Anne Sinclair interroge Elisabeth Badinter, 1980
- Anne Sinclair : "On parle beaucoup de la déprime des profs en général, que les profs sont agressés, malades, malheureux… ont du mal à aller faire leurs courses, c’est quelque chose que vous avez ressenti ?"   
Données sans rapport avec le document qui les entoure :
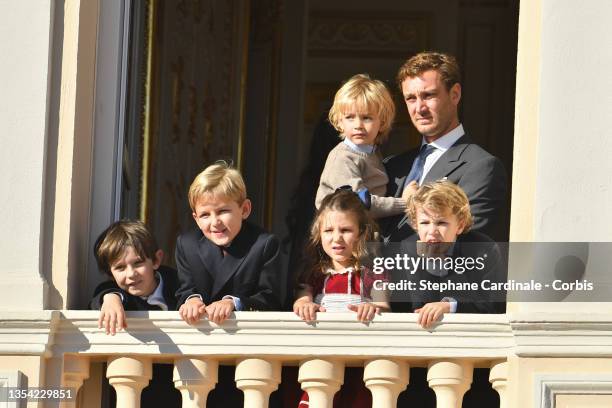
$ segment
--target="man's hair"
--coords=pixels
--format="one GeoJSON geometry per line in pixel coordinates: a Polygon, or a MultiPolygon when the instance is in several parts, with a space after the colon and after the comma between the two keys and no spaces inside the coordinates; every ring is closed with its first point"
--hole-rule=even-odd
{"type": "Polygon", "coordinates": [[[436,214],[451,214],[463,223],[463,232],[468,232],[473,224],[470,202],[461,187],[447,180],[438,180],[425,183],[410,197],[406,213],[408,219],[416,230],[417,209],[424,208],[436,214]]]}
{"type": "Polygon", "coordinates": [[[334,104],[329,111],[329,122],[340,132],[341,138],[344,138],[342,134],[344,129],[341,127],[342,116],[353,105],[357,112],[378,116],[380,129],[375,143],[384,143],[395,118],[395,103],[387,86],[367,74],[357,74],[338,89],[334,96],[334,104]]]}
{"type": "Polygon", "coordinates": [[[397,72],[397,85],[402,91],[402,82],[426,71],[437,71],[447,91],[461,83],[461,70],[455,57],[440,52],[420,52],[410,57],[397,72]]]}
{"type": "Polygon", "coordinates": [[[198,174],[189,187],[189,205],[195,211],[204,196],[224,196],[238,204],[246,200],[246,185],[238,170],[225,161],[218,161],[198,174]]]}
{"type": "Polygon", "coordinates": [[[105,229],[94,244],[94,255],[101,272],[111,274],[111,266],[132,247],[143,260],[155,260],[159,249],[157,241],[147,226],[139,220],[121,220],[105,229]]]}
- Elisabeth Badinter : "Si j’ai rencontré des professeurs déprimés, j’ai autour de moi des tas d’amis qui sont enseignants, et qui sont heureux, et qui sont de vrais pédagogues, et qui aiment être dans une classe et qui aiment enseigner. Je dirais simplement : je suis convaincue que tout le monde n’est pas fait pour enseigner. Il y a des jours où dans ma voiture, je me dis : 'Je n’ai pas envie de parler du tout. Je ne pourrai pas sortir un mot. Je n’ai qu’une envie, c’est de repartir chez moi.' Et en réalité, je crois qu’on se fait une idée fausse des enseignants. On ne débite pas du cours ou des pensées comme du saucisson. Il y a des jours où on a envie de s’exprimer, et il y a des jours où on n’a pas du tout envie de le faire. Mais on le fait quand même. Et les cinq premières minutes sont difficiles. Et alors on met une force, parce que pour bien enseigner, il faut y mettre de la conviction. Il faut avoir envie de communiquer. Alors cette envie, on l’a ou on l’a pas, mais il faut faire comme si. Et parfois c’est fatigant ! Et puis après on oublie, on est content, et on fait son cours et on ne se rend plus compte que l’heure passe." 
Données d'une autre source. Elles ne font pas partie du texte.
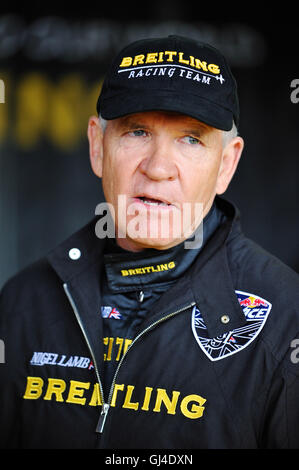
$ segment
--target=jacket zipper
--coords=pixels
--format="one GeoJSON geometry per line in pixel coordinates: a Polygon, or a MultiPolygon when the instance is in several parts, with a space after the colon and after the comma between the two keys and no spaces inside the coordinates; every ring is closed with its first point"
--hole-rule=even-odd
{"type": "Polygon", "coordinates": [[[77,322],[79,323],[79,326],[81,328],[81,331],[83,333],[83,336],[84,336],[84,339],[87,343],[87,346],[88,346],[88,349],[89,349],[89,352],[90,352],[90,355],[91,355],[91,358],[92,358],[92,361],[93,361],[93,364],[94,364],[94,369],[95,369],[95,373],[96,373],[96,376],[97,376],[97,379],[98,379],[98,383],[99,383],[99,386],[100,386],[100,395],[101,395],[101,401],[103,403],[103,408],[104,406],[106,405],[105,401],[104,401],[104,391],[103,391],[103,386],[102,386],[102,382],[101,382],[101,378],[100,378],[100,374],[99,374],[99,369],[98,369],[98,366],[97,366],[97,362],[96,362],[96,359],[95,359],[95,356],[94,356],[94,353],[93,353],[93,349],[91,347],[91,344],[89,342],[89,339],[88,339],[88,336],[86,334],[86,331],[85,331],[85,328],[83,326],[83,323],[81,321],[81,317],[80,317],[80,313],[76,307],[76,304],[74,302],[74,299],[69,291],[69,288],[68,288],[68,285],[67,284],[63,284],[63,288],[64,288],[64,291],[66,293],[66,296],[72,306],[72,309],[74,311],[74,314],[76,316],[76,319],[77,319],[77,322]]]}
{"type": "Polygon", "coordinates": [[[101,414],[100,414],[100,418],[99,418],[99,421],[98,421],[98,424],[97,424],[97,427],[96,427],[96,432],[102,434],[103,433],[103,430],[104,430],[104,426],[105,426],[105,422],[106,422],[106,418],[107,418],[107,415],[108,415],[108,411],[110,409],[110,406],[111,406],[111,401],[112,401],[112,396],[113,396],[113,391],[114,391],[114,386],[115,386],[115,382],[116,382],[116,377],[117,377],[117,374],[119,372],[119,369],[124,361],[124,358],[126,357],[126,355],[128,354],[129,350],[133,347],[133,345],[136,343],[136,341],[139,340],[139,338],[141,336],[143,336],[145,333],[147,333],[149,330],[151,330],[152,328],[154,328],[155,326],[157,326],[159,323],[162,323],[163,321],[165,320],[168,320],[169,318],[183,312],[184,310],[188,310],[188,308],[191,308],[191,307],[194,307],[195,305],[195,302],[191,302],[189,305],[186,305],[182,308],[180,308],[179,310],[176,310],[175,312],[172,312],[172,313],[169,313],[168,315],[166,315],[165,317],[163,318],[160,318],[159,320],[155,321],[154,323],[152,323],[151,325],[149,325],[147,328],[145,328],[143,331],[141,331],[137,336],[136,338],[134,338],[134,340],[132,341],[132,343],[129,345],[126,353],[121,357],[120,361],[119,361],[119,364],[116,368],[116,371],[115,371],[115,374],[114,374],[114,377],[113,377],[113,380],[112,380],[112,383],[111,383],[111,387],[110,387],[110,391],[109,391],[109,396],[108,396],[108,402],[106,403],[105,400],[104,400],[104,392],[103,392],[103,386],[102,386],[102,382],[101,382],[101,379],[100,379],[100,374],[99,374],[99,371],[98,371],[98,367],[97,367],[97,363],[96,363],[96,360],[95,360],[95,357],[94,357],[94,353],[93,353],[93,350],[92,350],[92,347],[91,347],[91,344],[89,342],[89,339],[88,339],[88,336],[85,332],[85,329],[84,329],[84,326],[83,326],[83,323],[81,321],[81,317],[80,317],[80,314],[79,314],[79,311],[76,307],[76,304],[73,300],[73,297],[68,289],[68,285],[67,284],[63,284],[63,288],[65,290],[65,293],[67,295],[67,298],[69,299],[69,302],[73,308],[73,311],[75,313],[75,316],[76,316],[76,319],[79,323],[79,326],[81,328],[81,331],[83,333],[83,336],[85,338],[85,341],[87,343],[87,346],[88,346],[88,349],[89,349],[89,352],[91,354],[91,357],[92,357],[92,360],[93,360],[93,363],[94,363],[94,368],[95,368],[95,372],[96,372],[96,376],[97,376],[97,379],[98,379],[98,382],[99,382],[99,385],[100,385],[100,394],[101,394],[101,399],[102,399],[102,411],[101,411],[101,414]]]}
{"type": "Polygon", "coordinates": [[[112,380],[112,384],[111,384],[111,387],[110,387],[110,392],[109,392],[109,397],[108,397],[108,403],[105,403],[105,406],[103,406],[102,408],[102,412],[101,412],[101,416],[100,416],[100,419],[99,419],[99,422],[98,422],[98,426],[97,426],[97,432],[99,433],[102,433],[103,430],[104,430],[104,426],[105,426],[105,422],[106,422],[106,418],[107,418],[107,414],[108,414],[108,411],[110,409],[110,406],[111,406],[111,401],[112,401],[112,396],[113,396],[113,392],[114,392],[114,386],[115,386],[115,382],[116,382],[116,377],[117,377],[117,374],[119,372],[119,369],[124,361],[124,358],[126,357],[126,355],[128,354],[129,350],[133,347],[133,345],[136,343],[136,341],[139,340],[139,338],[141,336],[143,336],[145,333],[147,333],[151,328],[154,328],[155,326],[157,326],[159,323],[162,323],[163,321],[165,320],[168,320],[169,318],[183,312],[184,310],[188,310],[188,308],[191,308],[195,305],[195,302],[192,302],[190,303],[189,305],[186,305],[185,307],[182,307],[180,308],[179,310],[176,310],[175,312],[172,312],[172,313],[169,313],[168,315],[166,315],[165,317],[163,318],[160,318],[159,320],[155,321],[154,323],[152,323],[151,325],[149,325],[147,328],[145,328],[143,331],[141,331],[137,336],[136,338],[134,338],[134,340],[132,341],[132,343],[129,345],[126,353],[122,356],[122,358],[120,359],[119,361],[119,364],[117,366],[117,369],[115,371],[115,374],[114,374],[114,377],[113,377],[113,380],[112,380]]]}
Monique Canto-Sperber, 1996 :  "Nous essayons de conjuguer à la fois une très grande exigence avec une très grande liberté."

Une enseignante de Seine-Saint-Denis, 1988 : "Avec les élèves de cinquième, et des élèves d’autres classes, on a choisi de s’intéresser au quartier, au quartier des Francs-Moisins. Parce qu’on pense que c’était important que ce qui se passe à l’école, ce qu’on dit à l’école, soit en relation directe avec ce que les enfants vivent dans leur quartier." 

Une enseignante en 1986 : "C’est vrai que les filles parlent beaucoup. Elles viennent parler de ce qui est considéré comme sujet tabou chez elles. C’est enrichissant pour nous aussi. Alors c’est vrai qu’il y a quelques fois des moments de découragement, des moments de fatigue. Mais il suffit en fait de repenser à ces élèves, à leur attente, pour se dire qu’on n’a pas le droit de baisser les bras. Et puis on retrouve toutes nos forces, tout notre courage pour continuer."

Paul Ricœur, 1991 : "Un jour, en entrant dans la salle de cours, un cours d’agrégation, je vois écrit ce que vous lisez : Ricœur, vieux clown. Et je me dis : je le laisse. Je ne l’efface pas. D’ailleurs certains étudiants étaient embarrassés. J’avais quand même dans la mémoire les fous. Après tout c’est lui qui dit la vérité. Je suis aussi le clown de cette institution, qui est peut-être trop sérieuse. Et il faut une certaine distance ironique." 

Jean-Paul Sartre, 1980 : "Le professorat nous dégoûtait. Je n’aimais pas mes collègues, je n’aimais pas, je me rappelle, je me disais : 'Je suis professeur' et ça m’était très désagréable. Et la raison en était précisément qu’il y a tout un domaine de discipline, d’ordre, qu’on considérait comme faisant partie de l’enseignement que je ne pouvais pas supporter."